The High Availability (HA) team at Microsoft is looking to improve the availability and redundancy of customer data in Substrate by exploring, owning, and improving next-generation storage solutions and leveraging AI tools to optimize the storage stack and enhance backend server performance.
Requirements
- 4+ years of software design and development experience with backend services.
- 4+ years of hands-on experience in any object-oriented coding language such as C++, C-Sharp, Java, or Python, or equivalent experience with C.
- Experience designing, implementing and supporting services in Cloud environment
- Experience deploying and maintaining large-scale distributed solutions
- Expertise in establishing and validating performance metrics for backend systems, including the design and execution of comprehensive testing strategies to assess solution scalability, reliability, and efficiency.
- Structured and methodical approach to software design, passion for building reliable and well-tested code.
Responsibilities
- Driving feature initiatives that shape the architecture and operational reliability of Exchange Online’s High Availability component, ensuring robust availability and redundancy across M365 backend servers at industry scale.
- Leading the Remote Spare Manager component, including automating monitoring and recovery of database redundancy, and providing redundancy reports and presentations for the Substrate Core Leadership Team at monthly service reviews.
- Developing production, monitoring, and test code; generating comprehensive reports; and performing in-depth performance analysis across the storage engine, database replication, and networking layers.

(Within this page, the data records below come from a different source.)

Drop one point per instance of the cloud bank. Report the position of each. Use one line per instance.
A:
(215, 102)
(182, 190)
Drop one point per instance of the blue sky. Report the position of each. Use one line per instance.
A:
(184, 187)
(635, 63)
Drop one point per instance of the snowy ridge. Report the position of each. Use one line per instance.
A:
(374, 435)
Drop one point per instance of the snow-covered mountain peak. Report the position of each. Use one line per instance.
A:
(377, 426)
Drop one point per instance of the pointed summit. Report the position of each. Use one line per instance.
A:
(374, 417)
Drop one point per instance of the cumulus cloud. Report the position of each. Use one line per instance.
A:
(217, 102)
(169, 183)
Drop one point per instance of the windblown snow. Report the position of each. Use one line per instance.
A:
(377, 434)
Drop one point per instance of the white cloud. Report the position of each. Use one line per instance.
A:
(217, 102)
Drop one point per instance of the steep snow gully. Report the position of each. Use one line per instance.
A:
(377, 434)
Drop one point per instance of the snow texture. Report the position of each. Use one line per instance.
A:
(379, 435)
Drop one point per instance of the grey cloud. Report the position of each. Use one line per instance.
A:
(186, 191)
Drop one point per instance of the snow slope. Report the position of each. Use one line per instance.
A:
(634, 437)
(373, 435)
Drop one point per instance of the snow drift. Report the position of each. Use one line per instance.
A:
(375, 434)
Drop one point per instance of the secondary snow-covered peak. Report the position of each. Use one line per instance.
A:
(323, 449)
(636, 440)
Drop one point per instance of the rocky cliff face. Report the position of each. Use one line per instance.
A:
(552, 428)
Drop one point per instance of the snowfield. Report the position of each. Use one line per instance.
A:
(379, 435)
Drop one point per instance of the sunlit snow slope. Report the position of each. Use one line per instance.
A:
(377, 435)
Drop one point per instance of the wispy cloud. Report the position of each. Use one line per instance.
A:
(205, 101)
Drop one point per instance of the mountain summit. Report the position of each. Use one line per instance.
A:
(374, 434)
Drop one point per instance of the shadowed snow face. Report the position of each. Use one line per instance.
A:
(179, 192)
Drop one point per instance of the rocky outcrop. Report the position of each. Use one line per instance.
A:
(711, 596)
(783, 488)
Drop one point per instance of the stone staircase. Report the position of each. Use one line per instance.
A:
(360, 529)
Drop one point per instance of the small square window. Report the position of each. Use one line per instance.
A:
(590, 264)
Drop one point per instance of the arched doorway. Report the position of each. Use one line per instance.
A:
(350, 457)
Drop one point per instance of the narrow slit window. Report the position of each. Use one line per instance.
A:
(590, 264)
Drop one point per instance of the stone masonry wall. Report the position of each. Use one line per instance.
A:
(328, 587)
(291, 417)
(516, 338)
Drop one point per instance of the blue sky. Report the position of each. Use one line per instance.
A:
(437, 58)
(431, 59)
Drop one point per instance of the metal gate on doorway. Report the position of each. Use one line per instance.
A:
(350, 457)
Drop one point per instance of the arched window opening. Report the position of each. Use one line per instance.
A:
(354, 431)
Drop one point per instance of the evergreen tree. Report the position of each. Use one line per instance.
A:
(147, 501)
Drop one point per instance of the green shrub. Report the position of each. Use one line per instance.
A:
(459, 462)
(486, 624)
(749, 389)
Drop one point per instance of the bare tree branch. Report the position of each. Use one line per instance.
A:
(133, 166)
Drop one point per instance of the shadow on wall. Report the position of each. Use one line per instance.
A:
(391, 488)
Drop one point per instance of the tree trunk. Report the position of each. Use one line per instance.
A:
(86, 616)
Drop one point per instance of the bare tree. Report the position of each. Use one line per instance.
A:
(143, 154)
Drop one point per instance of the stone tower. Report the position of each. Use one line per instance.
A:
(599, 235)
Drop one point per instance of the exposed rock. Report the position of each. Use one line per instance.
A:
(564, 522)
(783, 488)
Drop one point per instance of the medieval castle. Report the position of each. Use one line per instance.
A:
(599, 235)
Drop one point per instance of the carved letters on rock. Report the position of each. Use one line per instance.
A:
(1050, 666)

- Researching the underlying storage and networking layers to identify opportunities for throughput optimization and cost efficiency.
- Experimenting with and deliver next-generation storage solutions
- Leverage AI tools to further optimize the storage stack and enhance backend server performance.
- Implement Copilot agents to facilitate telemetry collection and alert mitigation.
Other
- 3 days / week in-office
- Ability to meet Microsoft, customer and/or government security screening requirements are required for this role.
- Microsoft Cloud Background Check
- Microsoft will accept applications for the role until October 6, 2025.